Naquela época, para colocar Natal no trilho da modernidade, foi construída também a Avenida Junqueira Aires, ligando a Ribeira à Cidade Alta, projeto de Antonio Polidrelli, executado de 1901/1904.

Depois disso, onde hoje é a Praça das Mães, foi construída uma fonte decorada, com repuxo d’água num feixe de junco em pequeno lago (e-monumen.net.). Tudo feito em ferro fundido pela Fundição Val D’Osne. Uma magnífica obra de arte. Ao local, foi dado o nome de Fonte da Praça Pedro Velho. Atualmente, nada mais existe.

Finalmente, foi feito o conjunto de balaustrada, colunetas com lampadários e relógio.

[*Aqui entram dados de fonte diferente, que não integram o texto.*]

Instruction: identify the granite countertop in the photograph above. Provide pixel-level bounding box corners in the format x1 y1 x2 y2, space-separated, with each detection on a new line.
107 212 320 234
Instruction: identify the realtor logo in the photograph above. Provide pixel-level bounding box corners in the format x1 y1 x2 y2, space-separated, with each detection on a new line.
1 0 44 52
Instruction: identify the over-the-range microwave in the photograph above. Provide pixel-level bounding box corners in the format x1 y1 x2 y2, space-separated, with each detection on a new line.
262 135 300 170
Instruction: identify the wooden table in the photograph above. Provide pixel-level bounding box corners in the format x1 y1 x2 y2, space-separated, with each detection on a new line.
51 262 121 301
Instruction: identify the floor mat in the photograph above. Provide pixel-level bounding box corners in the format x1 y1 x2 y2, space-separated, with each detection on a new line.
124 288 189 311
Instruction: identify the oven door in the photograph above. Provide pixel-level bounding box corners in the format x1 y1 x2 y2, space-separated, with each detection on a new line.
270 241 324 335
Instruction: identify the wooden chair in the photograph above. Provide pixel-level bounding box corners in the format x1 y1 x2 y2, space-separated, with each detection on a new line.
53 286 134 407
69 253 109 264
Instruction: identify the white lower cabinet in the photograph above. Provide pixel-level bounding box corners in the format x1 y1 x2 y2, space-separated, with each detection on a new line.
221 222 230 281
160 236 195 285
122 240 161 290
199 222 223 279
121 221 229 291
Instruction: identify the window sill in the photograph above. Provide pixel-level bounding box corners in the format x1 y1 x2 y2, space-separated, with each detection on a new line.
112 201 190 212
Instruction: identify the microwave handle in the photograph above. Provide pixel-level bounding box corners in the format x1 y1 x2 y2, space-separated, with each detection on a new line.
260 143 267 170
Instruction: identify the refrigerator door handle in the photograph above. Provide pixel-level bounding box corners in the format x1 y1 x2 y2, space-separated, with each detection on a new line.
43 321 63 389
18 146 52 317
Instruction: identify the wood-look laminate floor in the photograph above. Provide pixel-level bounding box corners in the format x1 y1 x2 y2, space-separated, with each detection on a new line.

Obra de Mortimer Brown, prestigiado escultor inglês. Tudo feito, em ferro fundido pela Fundição Val D’Osne, França.

Natal, do início do século XX, tinha ares modernos da belle époque, influenciados pela Europa, sob o olhar proeminente do Rio Potengi, sua maior riqueza e inspiração: um boulevard parisiense.

Quem destruiu isso tudo? Por qual razão? Por que não preservamos o nosso patrimônio e a nossa história? Há, ainda, tempo para recuperação?

Não seria o momento de, pelo menos, reunir essas obras de arte no Palácio da Cultura, em seu espaço ao ar livre, e ali fazer um museu a céu aberto?